HALKINI DENİZE DÖKEN CUMHURİYET "HALK" PARTİSİ
13 Mart târihli “Batı için deniz bitti mi?” başlıklı yazımda, Avrupa’da “Batı değerleri”ne zıt yönde gerçekleşen ırkçı uygulamaların sebeplerini ve sonuçlarını ele almıştım. Özgürlük, demokrasi, insan hakları, düşünce özgürlüğü, ifâde özgürlüğü gibi değerlerin mucidi ve patronu gibi davranan Avrupa, artık bu değerler konusunda gizlediği ikiyüzlülüğünü saklayamamaktadır. Batı’nın “medeniyet” söyleminin tam bir tiyatro olduğu artık çuvala sığmayan bir mızrak gibidir. Üstü kaval altı şeşhâne misâli, görüntü ve ses olarak demokrat ama, esas itibârıyla ırkçı bir omurgaya bağlı olan Avrupa’da denizin bittiğini görmemek için kör değil gaflet içinde olmak gerektiğini bu yazımda anlatmaya çalışmıştım.
Ya Türkiye’deki Batılıların denizi?
Batı’nın ne olduğunu bilen zâten biliyor. Mehmet Âkif Ersoy’un “tek dişi kalmış canavar” olarak tanımladığı Batı’nın mumu çoktan sönmüştü. Ama ışığını Batı’dan alan “Türkiye’deki Batılılar” için bir umut var mı diye iyimser bir şekilde beklemiyor değildik. Ancak “iki alkış ile gaza gelen çakma kabadayı”ların ağzından dökülen laflar bizim umutlarımızı bitirdi. Denizlerinin de 16 Nisan’da biteceğini anlayan Türkiye’deki Batılılar, kendi milletini denize dökmeyi kendilerinde hak gördüklerini ağızlarından kaçırdılar. Ne yazık ki, özür bile dilemediler.
Oysa bu toprakların irfânına ucundan da olsa sâhip olan insanlar olarak umut beslerken oldukça samimiydik. Zira onlar da bu ülkenin insanı ve berâber yaşamak durumundayız. Onlar denize dökecekleri kendi insanlarını sevmeseler de, bizim öyle bir derdimiz yok. Bu toprakların insanı olmasalar bile, bu devletin vatandaşı oldukları bir gerçektir. Yaradan’a duyduğumuz sevgi yüzünden onları da “seviyoruz”. Başka yere göndermek, denize dökmek niyetinde değiliz. Zira bu kafayla başka yerde yaşama şansları yok.
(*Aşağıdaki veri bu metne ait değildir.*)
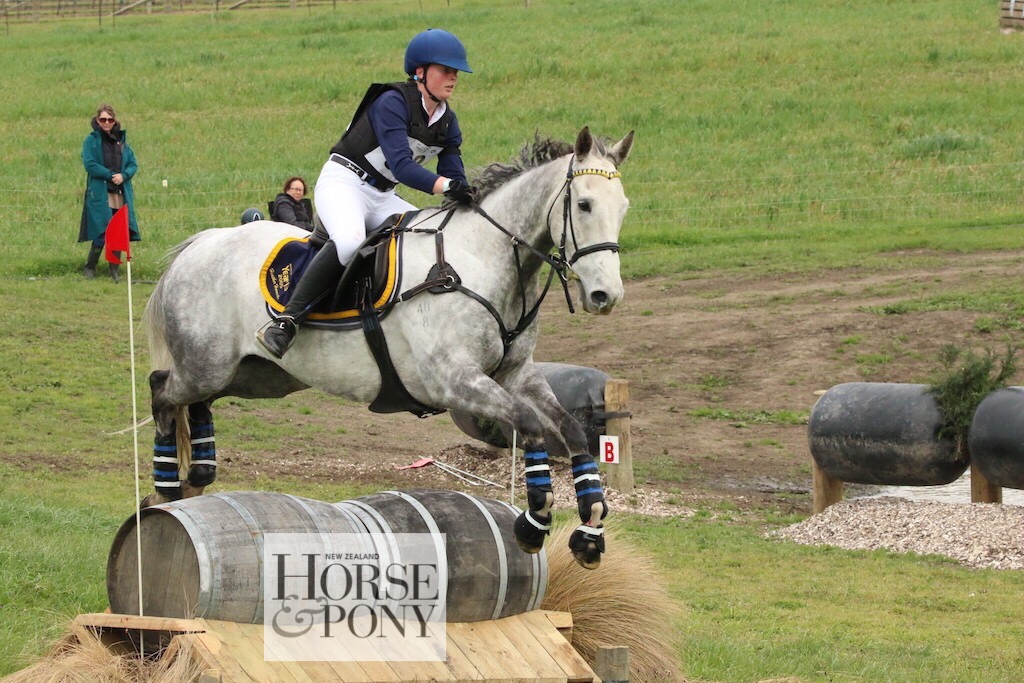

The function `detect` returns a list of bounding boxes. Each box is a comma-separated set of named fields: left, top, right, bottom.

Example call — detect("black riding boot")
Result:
left=256, top=241, right=345, bottom=358
left=82, top=245, right=103, bottom=280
Ancak 16 Nisan Referandum’u artık sâdece bir halk oylaması değildir; bir “demokrasi laboratuvarı” hâline gelmiştir. Sosyal röntgenler ve MRlar çekilmekte, sosyal kan tahlilleri yapılmakta, mânevî şeker ve tansiyon seviyeleri ölçülmektedir.
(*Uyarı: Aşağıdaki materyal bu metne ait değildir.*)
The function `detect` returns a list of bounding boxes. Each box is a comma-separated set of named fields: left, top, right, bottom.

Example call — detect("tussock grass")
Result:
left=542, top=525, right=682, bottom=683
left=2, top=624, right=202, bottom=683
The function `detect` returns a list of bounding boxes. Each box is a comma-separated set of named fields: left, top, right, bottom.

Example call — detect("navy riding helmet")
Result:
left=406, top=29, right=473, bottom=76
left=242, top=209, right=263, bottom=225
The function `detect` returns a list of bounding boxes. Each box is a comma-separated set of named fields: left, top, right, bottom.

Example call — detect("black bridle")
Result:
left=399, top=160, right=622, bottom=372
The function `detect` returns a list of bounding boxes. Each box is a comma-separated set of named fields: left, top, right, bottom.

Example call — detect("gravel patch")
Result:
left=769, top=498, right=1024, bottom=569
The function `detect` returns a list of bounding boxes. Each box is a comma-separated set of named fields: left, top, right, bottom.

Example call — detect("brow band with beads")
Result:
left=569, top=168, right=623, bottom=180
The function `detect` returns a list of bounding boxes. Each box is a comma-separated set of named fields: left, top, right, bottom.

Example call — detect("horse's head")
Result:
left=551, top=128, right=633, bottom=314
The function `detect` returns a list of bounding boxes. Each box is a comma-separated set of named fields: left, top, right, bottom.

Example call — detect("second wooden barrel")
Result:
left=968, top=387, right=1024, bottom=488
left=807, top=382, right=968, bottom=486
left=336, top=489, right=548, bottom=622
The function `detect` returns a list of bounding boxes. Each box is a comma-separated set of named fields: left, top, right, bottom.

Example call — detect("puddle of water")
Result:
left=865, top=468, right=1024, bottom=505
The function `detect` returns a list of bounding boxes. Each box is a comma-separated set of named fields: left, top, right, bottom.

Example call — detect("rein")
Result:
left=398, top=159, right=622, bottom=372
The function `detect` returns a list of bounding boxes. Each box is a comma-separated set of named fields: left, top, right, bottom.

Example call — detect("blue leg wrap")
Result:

Partisinde böyle çakma kabadayıların olduğu bir genel başkanın bu çirkin tavra ne karşılık verdiği târihe kara not olarak düşmüştür. Partisine hâkim olamadığı için ihraç karârı çıkartamamıştır. Bu çakma kabadayılık, CHP’den destek görmekte ve alkış almaktadır. Bunlar göstermektedir ki, 1950’de yelkeni yırtılan CHP için, yoluna kürek mahkumlarını kırbaçlayarak ilerleyen gemi gibi, bürokratik vesâyetle yol almaktayken, artık deniz bitmiştir.
CHP, Avrupa’nın it ve köpekle saldırması gibi, kendi milletine tehditler savurarak gemisini kurtarmaya çalışmaktadır. Plânsız, programsız, siyâset seçeneği sunmadan yol almak isteyen CHP, ateş çemberinde kalmış akrep gibi kendi sokmaktadır.
Yine de çıkmayan candan ümit kesilmez. İlk ismi “Halk Partisi” olan CHP’nin, 16 Nisan’da halktan alacağı cevâbı iyi okuyacağını umut ediyorum.